Re: [PATCH v10 29/35] memcg: per-memcg kmem shrinking

Andrew Morton <akpm@xxxxxxxxxxxxxxxxxxxx> · Thu, 6 Jun 2013 15:23:15 -0700

On Thu, 6 Jun 2013 16:09:16 +0400 Glauber Costa <glommer@xxxxxxxxxxxxx> wrote:

> >>> then waiting for it to complete is equivalent to calling it directly.
> >>>
> >> Not in this case. We are in wait-capable context (we check for this
> >> right before we reach this), but we are not in fs capable context.
> >>
> >> So the reason we do this - which I tried to cover in the changelog, is
> >> to escape from the GFP_FS limitation that our call chain has, not the
> >> wait limitation.
> > 
> > But that's equivalent to calling the code directly.  Look:
> > 
> > some_fs_function()
> > {
> > 	lock(some-fs-lock);
> > 	...
> > }
> > 
> > some_other_fs_function()
> > {
> > 	lock(some-fs-lock);
> > 	alloc_pages(GFP_NOFS);
> > 	->...
> > 	  ->schedule_work(some_fs_function);
> > 	    flush_scheduled_work();
> > 
> > that flush_scheduled_work() won't complete until some_fs_function() has
> > completed.  But some_fs_function() won't complete, because we're
> > holding some-fs-lock.
> > 
> 
> In my experience during this series, most of the kmem allocation here

"most"?

> will be filesystem related. This means that we will allocate that with
> GFP_FS on.

eh?  filesystems do a tremendous amount of GFP_NOFS allocation.  

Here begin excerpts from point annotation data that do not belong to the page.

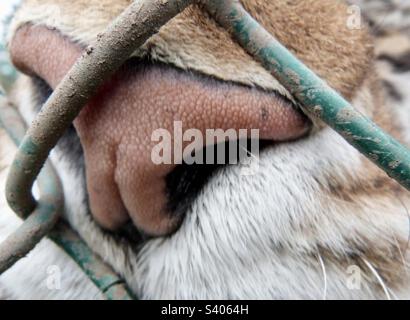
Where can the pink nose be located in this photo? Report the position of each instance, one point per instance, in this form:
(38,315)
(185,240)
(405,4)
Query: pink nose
(117,127)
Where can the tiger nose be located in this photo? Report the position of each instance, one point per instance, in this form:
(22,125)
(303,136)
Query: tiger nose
(117,126)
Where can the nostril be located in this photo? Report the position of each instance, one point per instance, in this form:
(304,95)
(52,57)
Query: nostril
(116,128)
(186,181)
(42,52)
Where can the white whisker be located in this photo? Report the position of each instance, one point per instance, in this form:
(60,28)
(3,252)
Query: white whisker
(376,274)
(324,275)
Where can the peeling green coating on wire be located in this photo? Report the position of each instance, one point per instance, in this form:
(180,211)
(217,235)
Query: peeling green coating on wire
(45,213)
(315,96)
(44,220)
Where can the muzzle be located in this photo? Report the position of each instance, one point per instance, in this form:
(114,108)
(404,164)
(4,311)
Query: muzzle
(129,31)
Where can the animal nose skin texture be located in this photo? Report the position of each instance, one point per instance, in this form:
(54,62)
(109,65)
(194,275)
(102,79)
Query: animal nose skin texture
(116,126)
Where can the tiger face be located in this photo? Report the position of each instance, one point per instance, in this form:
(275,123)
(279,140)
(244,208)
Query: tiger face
(314,213)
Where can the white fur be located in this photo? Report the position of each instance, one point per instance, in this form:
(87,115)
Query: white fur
(249,237)
(277,234)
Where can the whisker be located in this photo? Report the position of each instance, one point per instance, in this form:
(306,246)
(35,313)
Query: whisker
(379,279)
(324,275)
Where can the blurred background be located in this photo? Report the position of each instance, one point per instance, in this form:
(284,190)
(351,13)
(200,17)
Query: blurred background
(7,73)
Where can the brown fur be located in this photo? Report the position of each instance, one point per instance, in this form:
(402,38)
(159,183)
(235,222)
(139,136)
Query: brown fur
(316,31)
(312,29)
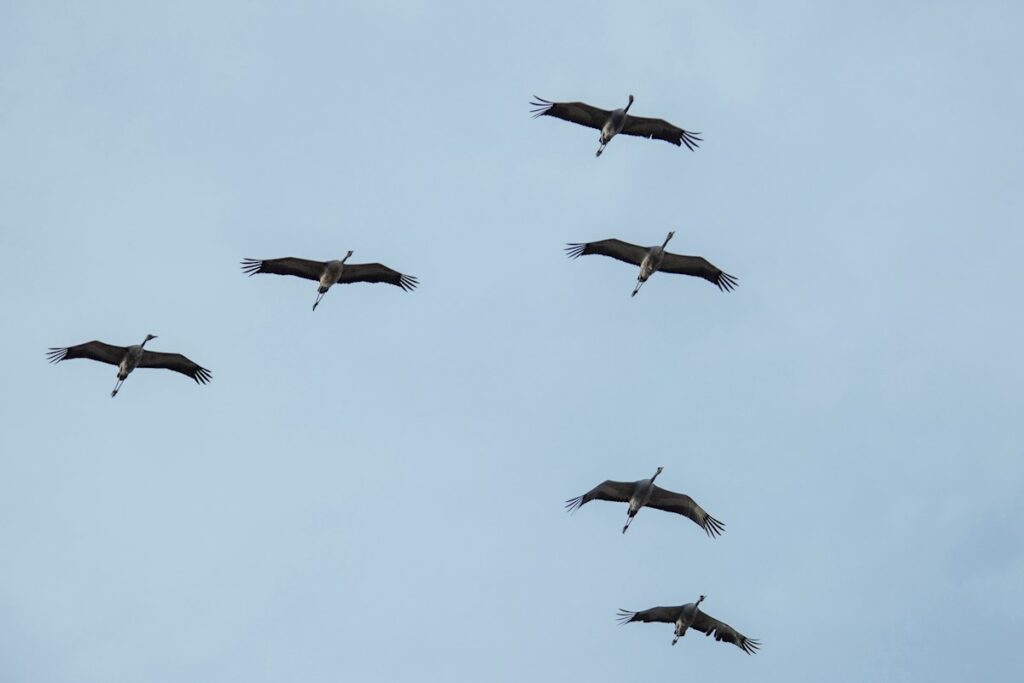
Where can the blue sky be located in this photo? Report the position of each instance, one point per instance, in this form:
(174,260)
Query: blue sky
(375,491)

akpm3:/usr/src/25> grep GFP_NOFS fs/*/*.c|wc -l
898

> If we don't do anything like that, reclaim is almost
> pointless since it will never free anything (only once here and there
> when the allocation is not from fs).

It depends what you mean by "reclaim".  There are a lot of things which
vmscan can do for a GFP_NOFS allocation.  Scraping clean pagecache,
clean swapcache, well-behaved (ahem) shrinkable caches.

> It tend to work just fine like this. It may very well be because fs
> people just mark everything as NOFS out of safety and we aren't *really*
> holding any locks in common situations, but it will blow in our faces in
> a subtle way (which none of us want).
> 
> That said, suggestions are more than welcome.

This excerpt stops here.